In 1992, the lab of two scientists, Yue and Cole, performed a study to demonstrate the power that our mind has over our muscles. The studied consisted of two groups of people. The first group performed a strength training exercise for the pinky finger, five times per week, for four weeks. The second group imagined performing the same exercise for the same frequency and time-frame. In essence, the group that imagined the contractions sat quietly and didn’t move a muscle. And to make sure they didn’t move a muscle the lab hooked up their pinky muscle to an EMG to make sure no contractions took place.

At the end of the study, the group that performed the actual strength training improved their strength by 30%. What about the group that simply imagined the strength training exercise? They improved their strength by 22%!

I still get chills when I think about that study.

Another demonstration was with the classic study that Sigmund Freud performed way back in the day when he convinced one of his hypnotized patients that he was holding a burning cigarette in his hand (little did Freud’s patient know, but the burning “cigarette” was actually a piece of chalk). When Freud touched the piece of chalk to his patient’s arm, a welt appeared as if he’d been burned by a cigarette.

From here, I could talk ad nauseam about the power of the placebo effect. I spend a lot of time reading research papers, and most of them are about as entertaining to read as the ingredients on a shampoo bottle. But I always get a kick out of the results that are demonstrated by the group that got the sugar pill. Indeed, sometimes the sugar pill group get results that are comparable to the drug group!

A few times each year, it seems that another fly-by-night company comes along and puts out a hair regrowth package replete with pills, massage techniques, and some goopy crap to smear all over your scalp. Everyone knows this stuff doesn’t regrow hair. Well, everyone except for those who don’t have hair. So these poor, bald saps plop down a hundred bucks to buy the “new and improved” hair regrowth formula. And you know what? I bet many of the follicle-challenged fellas out there do regrow some hair because they’re so damn convinced that the product works. After all, if none of these hair regrowth products ever did anything, they wouldn’t reappear with every new season.

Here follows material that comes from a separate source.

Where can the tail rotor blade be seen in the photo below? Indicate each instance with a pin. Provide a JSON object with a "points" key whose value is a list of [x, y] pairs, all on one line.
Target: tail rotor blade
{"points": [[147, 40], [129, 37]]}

And all of this supports my position that the mind is really more powerful than we’ll probably ever understand. So it stands to reason that if you can imagine an exercise and get stronger; if you can develop a scar from a inocuous piece of chalk; if you can regrow hair with a concoction that consists of nothing more than filtered water and a few herbs, well, you can surely harness that power to improve your body, health, and wealth, right?

So, it’s my assertion that successful people became successful because they focused on goals, no matter how unattainable, that rewired their neural circuits to attain those goals.

Well, that’s what this blog is for: to help you reach a new level of success, whether it’s building more muscle, losing fat, living a pain-free life, or rewiring your brain to achieve everything you want out of life.